Nella farmacia di Arcidosso sono arrivati i carabinieri del Nas (Foto di repertorio)

I due, però, continuavano a lavorare nonostante la sospensione. Ed è proprio questo che ha fatto scattare la denuncia all’autorità giudiziaria per esercizio abusivo della professione sanitaria

ARCIDOSSO. I carabinieri del Nas, Nucleo antisofisticazioni e sanità di Livorno, hanno denunciato per esercizio abusivo della professione due farmacisti della farmacia di Arcidosso, trovati al lavoro nonostante non avessero fatto il vaccino anti-Covid che è obbligatorio per chi svolge una professione sanitaria e non ha un esonero alla vaccinazione per motivi di salute.

Uno di loro, il titolare (amministratore unico) della farmacia, è Fausto Malinverno, fino al 2018 presidente dell’Associazione provinciale titolari di farmacia, ovvero le farmacie private. L’altra persona denunciata è una dipendente. Nella farmacia lavorano anche altri farmacisti, trovati in regola. I carabinieri si sono presentati in farmacia martedì 23 novembre, intorno alle 20. Non è un caso che siano andati proprio lì.
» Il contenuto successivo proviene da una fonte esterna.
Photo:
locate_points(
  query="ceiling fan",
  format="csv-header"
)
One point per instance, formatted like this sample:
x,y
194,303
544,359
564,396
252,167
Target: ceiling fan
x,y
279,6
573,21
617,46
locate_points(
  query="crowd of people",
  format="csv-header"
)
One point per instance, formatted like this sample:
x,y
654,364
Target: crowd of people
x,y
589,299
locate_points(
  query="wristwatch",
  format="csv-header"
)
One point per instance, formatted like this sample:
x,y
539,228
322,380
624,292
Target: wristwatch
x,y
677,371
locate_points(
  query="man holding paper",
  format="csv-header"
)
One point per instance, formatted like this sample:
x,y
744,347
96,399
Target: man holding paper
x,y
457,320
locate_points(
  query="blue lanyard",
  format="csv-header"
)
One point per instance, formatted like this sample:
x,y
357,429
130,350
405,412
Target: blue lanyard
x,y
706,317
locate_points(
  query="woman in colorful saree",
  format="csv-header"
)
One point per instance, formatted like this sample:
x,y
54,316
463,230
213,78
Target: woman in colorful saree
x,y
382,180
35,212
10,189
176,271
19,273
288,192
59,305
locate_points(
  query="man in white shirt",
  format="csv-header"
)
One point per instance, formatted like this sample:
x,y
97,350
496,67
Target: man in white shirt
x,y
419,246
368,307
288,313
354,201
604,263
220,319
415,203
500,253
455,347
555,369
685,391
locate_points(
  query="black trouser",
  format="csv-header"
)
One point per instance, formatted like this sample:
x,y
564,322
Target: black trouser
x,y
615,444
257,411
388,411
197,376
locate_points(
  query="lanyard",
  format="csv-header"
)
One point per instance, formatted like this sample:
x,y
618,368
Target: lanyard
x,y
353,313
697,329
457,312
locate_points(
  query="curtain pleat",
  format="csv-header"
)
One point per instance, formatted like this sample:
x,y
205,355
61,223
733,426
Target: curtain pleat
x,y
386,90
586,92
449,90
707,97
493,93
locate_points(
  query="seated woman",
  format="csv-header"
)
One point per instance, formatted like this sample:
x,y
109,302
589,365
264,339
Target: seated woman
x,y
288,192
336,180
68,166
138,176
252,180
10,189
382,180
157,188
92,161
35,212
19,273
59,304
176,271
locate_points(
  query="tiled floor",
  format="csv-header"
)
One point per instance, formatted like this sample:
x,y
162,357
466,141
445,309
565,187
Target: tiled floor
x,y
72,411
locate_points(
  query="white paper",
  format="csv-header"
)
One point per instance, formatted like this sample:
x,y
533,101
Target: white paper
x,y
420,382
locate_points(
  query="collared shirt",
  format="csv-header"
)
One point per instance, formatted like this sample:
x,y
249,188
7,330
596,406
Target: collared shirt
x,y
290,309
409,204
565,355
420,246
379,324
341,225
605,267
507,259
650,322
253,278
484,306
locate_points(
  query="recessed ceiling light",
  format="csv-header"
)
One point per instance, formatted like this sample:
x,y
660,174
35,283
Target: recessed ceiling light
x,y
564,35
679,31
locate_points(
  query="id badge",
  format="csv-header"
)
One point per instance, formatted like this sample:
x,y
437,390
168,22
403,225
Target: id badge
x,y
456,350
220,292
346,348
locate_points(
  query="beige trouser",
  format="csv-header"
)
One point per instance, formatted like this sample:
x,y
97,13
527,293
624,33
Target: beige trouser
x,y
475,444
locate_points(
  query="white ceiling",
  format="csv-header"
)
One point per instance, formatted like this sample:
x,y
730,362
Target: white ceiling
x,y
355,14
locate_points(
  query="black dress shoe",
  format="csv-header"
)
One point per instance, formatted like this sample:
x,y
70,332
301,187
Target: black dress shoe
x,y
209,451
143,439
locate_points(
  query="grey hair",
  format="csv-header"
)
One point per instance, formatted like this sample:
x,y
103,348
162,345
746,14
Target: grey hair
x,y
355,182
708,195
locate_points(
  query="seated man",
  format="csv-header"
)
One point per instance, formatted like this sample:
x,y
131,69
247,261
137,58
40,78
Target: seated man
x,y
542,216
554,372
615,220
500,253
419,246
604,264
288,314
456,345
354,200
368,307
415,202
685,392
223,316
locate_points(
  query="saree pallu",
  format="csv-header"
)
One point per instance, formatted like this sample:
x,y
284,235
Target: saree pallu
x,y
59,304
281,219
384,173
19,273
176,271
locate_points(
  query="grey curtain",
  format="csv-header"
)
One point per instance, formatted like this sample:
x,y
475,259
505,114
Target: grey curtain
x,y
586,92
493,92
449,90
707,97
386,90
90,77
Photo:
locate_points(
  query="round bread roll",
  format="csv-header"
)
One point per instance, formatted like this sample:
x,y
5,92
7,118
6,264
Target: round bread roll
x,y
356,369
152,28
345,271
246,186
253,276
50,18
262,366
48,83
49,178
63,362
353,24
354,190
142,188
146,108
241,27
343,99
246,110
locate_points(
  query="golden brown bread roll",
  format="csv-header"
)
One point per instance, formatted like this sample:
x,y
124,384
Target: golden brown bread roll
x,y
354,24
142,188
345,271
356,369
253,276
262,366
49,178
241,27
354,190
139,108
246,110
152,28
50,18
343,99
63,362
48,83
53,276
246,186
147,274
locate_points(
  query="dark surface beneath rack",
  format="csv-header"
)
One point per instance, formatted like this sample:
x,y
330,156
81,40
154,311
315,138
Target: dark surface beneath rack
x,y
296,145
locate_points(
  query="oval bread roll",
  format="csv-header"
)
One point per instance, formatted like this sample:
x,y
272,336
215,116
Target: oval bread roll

Tempo addietro l’Asl aveva sospeso i due farmacisti per inosservanza dell’obbligo vaccinale. A seguito di quel provvedimento, sono stati sospesi anche dall’Ordine. I due, però, continuavano a lavorare in farmacia nonostante la sospensione. Ed è proprio questo che ha fatto scattare la denuncia all’autorità giudiziaria per esercizio abusivo della professione sanitaria. I carabinieri hanno contestato loro anche sanzioni amministrative previste dalla normativa di settore. Una in particolare riguarda il titolare della farmacia. La procedura vuole che, una volta sospeso il titolare di una farmacia, debba essere nominato subito un nuovo direttore, e che lo si debba comunicare al Comune.

Dal Comune di Arcidosso spiegano che la nomina del nuovo direttore è avvenuta mercoledì prima delle 20.La farmacia, l’unica del paese, ad ogni modo non ha mai chiuso e resterà regolarmente aperta. Il rischio che l’attività potesse essere temporaneamente sospesa a causa della mancanza di un direttore è scampato.